The Royal website echoes this with: "There are no obligatory codes of behaviour when meeting The Queen or a member of the Royal Family, but many people wish to observe the traditional forms."
The ways to greet a member of the Royal Family are listed as:
For men this is a neck bow (from the head only) whilst women do a small curtsy. Other people prefer simply to shake hands in the usual way
On presentation to The Queen, the correct formal address is 'Your Majesty' and subsequently 'Ma'am,' pronounced with a short 'a,' as in 'jam'
For male members of the Royal Family the same rules apply, with the title used in the first instance being 'Your Royal Highness' and subsequently 'Sir'
For other female members of the Royal Family the first address is conventionally 'Your Royal Highness' and subsequently 'Ma'am'
And while these are also only suggestions based on tradition, Scobie again emphasises, "In terms of any rules about touching a member of the Royal Family, there isn't anything that they would instruct anyone."
Instead, it's about simply adhering to common sense.
"Yes, it's fine to give someone your arm or your hand if you're helping them up the stairs, but as we saw last night, no one rushed to run and hug William or Kate because that would be inappropriate," he says.
The lack of obligatory rules applies to the entire Royal Family.

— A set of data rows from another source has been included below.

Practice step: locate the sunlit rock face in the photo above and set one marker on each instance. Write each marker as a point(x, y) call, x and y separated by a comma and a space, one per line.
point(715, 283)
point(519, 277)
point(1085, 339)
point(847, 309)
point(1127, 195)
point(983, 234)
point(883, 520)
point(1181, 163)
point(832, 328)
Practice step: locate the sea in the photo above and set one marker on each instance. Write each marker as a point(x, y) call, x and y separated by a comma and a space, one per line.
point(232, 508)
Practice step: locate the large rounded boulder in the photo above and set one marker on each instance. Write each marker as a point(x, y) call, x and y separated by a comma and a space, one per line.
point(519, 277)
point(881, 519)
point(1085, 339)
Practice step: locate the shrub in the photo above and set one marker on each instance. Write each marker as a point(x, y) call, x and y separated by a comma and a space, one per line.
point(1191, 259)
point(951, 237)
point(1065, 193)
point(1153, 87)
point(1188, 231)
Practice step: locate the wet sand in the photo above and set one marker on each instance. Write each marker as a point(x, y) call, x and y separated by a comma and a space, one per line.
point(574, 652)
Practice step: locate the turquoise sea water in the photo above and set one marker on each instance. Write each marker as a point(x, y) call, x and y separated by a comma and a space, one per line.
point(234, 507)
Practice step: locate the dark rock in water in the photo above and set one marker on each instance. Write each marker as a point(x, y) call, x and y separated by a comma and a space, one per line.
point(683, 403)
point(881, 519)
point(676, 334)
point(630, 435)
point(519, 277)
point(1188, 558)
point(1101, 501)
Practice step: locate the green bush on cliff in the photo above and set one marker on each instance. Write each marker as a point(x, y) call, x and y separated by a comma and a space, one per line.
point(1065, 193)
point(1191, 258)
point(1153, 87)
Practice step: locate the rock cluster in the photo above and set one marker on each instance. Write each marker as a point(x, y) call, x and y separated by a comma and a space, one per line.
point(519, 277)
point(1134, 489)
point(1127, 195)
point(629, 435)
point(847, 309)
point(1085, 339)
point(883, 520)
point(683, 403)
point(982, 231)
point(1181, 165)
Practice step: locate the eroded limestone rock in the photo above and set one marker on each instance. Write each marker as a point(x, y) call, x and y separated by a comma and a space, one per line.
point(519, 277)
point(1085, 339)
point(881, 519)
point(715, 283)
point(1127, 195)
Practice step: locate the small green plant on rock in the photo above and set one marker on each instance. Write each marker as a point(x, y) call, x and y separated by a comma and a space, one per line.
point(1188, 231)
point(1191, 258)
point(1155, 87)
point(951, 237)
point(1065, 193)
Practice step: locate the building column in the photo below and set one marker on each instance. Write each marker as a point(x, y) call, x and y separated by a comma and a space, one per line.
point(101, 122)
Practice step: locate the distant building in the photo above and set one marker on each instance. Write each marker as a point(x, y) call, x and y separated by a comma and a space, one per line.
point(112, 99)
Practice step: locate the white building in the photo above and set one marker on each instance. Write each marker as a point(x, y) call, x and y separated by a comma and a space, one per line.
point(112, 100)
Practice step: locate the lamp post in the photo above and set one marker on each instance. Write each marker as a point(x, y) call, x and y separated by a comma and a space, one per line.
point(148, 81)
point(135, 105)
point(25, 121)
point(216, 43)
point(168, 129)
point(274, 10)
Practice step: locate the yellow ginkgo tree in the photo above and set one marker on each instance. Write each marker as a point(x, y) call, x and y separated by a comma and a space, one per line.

"It's really sort of a one size fits all thing," says Scobie.
"If you know the Queen well enough, you know that she prefers not to shake 100 hands. But it's not something that she shies away from either. I've never seen her refuse to shake someone's hand when presented with one."
In fact, it's quite the opposite. "Ultimately, I think people always forget that the Royals often go out of their way to make the people that they're talking to feel comfortable," he adds.
"I think they make a lot of effort as well to overlook a lot of this stuff."
Scobie references two past royal greetings that hit headlines for supposedly breaching etiquette: When LeBron James met the Duchess of Cambridge in New York in 2014 and put his arm around her for a picture and when Michelle Obama famously gave the Queen a hug in 2009.
Despite being unusual occurrences, neither have been "genuine breaches of protocol," Scobie explains.
Similarly, in 2013 during a visit from the Queen to West Quay fisheries at Newhaven Fish Market in East Sussex, it was reported the location guide touched Her Majesty's lower back - another supposed breach of etiquette.
"I remember at the time contacting the palace, and they basically said whether the woman had touched or not, the Queen wouldn't have taken offence either way, and there are no rules to suggest anything else," says Scobie.